Relative inefficiency of rural critical access hospitals must be balanced against their contributions to care access and quality
Research Activities, September 2010, No. 361
Medicare created the critical access hospital (CAH) program to improve the financial viability of small, isolated rural hospitals that are critical to the care of Medicare beneficiaries in rural areas. Through its CAH program, Medicare pays these hospitals on a cost basis, instead of the prospective payment system it uses for other hospitals. This keeps them from being penalized if they lack the economies of scale needed to keep costs below the prospective payment rates paid by Medicare. However, a new study shows that CAH hospitals are less cost-efficient that non-CAH rural hospitals.
Ryan L. Mutter, Ph.D., of the Agency for Healthcare Research and Quality (AHRQ), and Michael D. Rosko, Ph.D., of Widener University, compared the hospital-level cost inefficiency of CAHs and a group of similar, nonconverting rural hospitals paid on a prospective basis. They found that CAH facilities had more cost inefficiency (15.9 percent) than the comparison group (10.34 percent). Perhaps the most remarkable trend was the correlation between the rise in cost inefficiency and the number of years in the CAH program. Hospitals with only 1 year in the CAH program had a mean cost inefficiency of 13.33 percent, but with each extra year (up to 7 years) in the program, inefficiency increased, reaching a maximum of 21.85 percent.

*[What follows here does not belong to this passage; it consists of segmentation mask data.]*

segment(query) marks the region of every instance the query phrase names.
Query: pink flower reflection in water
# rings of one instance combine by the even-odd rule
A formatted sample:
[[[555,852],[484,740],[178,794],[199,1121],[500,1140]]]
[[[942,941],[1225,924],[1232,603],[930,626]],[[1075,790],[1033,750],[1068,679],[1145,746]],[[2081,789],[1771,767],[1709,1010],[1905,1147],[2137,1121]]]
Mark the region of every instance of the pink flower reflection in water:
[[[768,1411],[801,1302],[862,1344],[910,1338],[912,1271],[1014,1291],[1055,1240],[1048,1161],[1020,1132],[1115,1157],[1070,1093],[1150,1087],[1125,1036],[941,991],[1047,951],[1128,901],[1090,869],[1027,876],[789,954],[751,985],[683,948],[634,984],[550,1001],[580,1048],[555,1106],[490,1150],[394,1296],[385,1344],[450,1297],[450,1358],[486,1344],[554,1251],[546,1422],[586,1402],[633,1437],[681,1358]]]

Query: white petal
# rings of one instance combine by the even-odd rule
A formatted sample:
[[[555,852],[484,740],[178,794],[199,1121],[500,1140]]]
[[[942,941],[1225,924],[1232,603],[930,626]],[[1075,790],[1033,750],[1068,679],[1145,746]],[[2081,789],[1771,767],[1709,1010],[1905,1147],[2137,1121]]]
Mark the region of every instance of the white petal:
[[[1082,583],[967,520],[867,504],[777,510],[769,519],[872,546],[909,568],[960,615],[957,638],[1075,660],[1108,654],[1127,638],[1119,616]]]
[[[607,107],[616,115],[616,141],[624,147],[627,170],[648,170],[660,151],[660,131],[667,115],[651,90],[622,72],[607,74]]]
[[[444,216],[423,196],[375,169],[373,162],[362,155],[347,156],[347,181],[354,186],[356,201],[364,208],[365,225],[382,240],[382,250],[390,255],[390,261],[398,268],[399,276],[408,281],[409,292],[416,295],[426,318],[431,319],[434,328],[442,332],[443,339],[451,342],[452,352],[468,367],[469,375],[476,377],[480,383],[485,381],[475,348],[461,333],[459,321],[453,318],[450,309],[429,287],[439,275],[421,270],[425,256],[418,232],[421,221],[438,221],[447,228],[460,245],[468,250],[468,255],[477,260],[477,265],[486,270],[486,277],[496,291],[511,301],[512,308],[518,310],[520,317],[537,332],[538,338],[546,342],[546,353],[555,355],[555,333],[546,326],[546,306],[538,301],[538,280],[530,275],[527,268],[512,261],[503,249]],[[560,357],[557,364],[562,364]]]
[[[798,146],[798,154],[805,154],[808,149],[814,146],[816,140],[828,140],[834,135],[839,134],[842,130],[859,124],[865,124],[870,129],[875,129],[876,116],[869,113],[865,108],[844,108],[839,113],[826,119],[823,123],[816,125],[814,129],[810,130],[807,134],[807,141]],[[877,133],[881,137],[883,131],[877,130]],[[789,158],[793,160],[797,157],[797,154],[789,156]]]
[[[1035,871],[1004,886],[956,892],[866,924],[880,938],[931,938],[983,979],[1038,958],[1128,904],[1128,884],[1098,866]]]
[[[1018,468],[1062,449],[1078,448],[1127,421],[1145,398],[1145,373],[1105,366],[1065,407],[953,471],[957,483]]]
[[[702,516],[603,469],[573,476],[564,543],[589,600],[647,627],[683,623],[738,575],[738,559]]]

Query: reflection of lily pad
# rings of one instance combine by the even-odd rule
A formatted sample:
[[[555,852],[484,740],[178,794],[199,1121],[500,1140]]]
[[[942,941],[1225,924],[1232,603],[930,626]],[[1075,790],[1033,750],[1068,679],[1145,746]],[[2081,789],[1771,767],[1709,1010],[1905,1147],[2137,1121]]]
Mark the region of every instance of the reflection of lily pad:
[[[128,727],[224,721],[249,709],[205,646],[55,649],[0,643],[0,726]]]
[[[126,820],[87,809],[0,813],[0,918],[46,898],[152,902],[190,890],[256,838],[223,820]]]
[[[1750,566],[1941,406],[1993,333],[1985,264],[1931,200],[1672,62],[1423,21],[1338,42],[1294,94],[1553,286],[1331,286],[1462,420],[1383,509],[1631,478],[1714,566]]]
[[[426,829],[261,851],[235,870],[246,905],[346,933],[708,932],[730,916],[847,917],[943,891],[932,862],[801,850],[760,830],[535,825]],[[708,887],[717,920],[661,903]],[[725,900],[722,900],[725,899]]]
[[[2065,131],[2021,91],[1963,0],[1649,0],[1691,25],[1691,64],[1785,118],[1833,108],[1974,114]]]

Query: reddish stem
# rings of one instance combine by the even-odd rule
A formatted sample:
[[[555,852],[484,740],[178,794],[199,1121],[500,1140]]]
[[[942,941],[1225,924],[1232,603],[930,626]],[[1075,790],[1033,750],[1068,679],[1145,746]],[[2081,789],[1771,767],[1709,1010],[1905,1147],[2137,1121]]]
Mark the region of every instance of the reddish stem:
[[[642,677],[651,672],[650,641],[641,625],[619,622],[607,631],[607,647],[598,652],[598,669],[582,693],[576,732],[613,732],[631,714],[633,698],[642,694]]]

In estimating efficiency, the researchers examined the relationship between provider inputs and intermediate outputs, such as discharges and outpatient visits. The study included a total of 534 hospitals. In the first year (1997) of the study, there were 12 CAH hospitals and 531 nonconverting hospitals; by 1994, there were 286 CAHs and 257 prospectively paid hospitals in the sample. The researchers believe that, given the potentially devastating effects of closing hospitals in isolated communities, the CAH program has achieved a reasonable balance among its objectives of efficiency, access, and quality. However, they remain concerned that too much inefficiency may be spawned by cost-based reimbursement, and advise that its cost and efficiency trends be monitored. This study was supported in part by the Agency for Healthcare Research and Quality (Contract No. 290-00-0004).
See "Inefficiency differences between critical access hospitals and prospectively paid rural hospitals," by Drs. Rosko and Mutter, in the February 2010 Journal of Health Politics, Policy and Law 35(1), pp. 95-126. Reprints (AHRQ Publication No. 10-R056) are available from the AHRQ Publications Clearinghouse.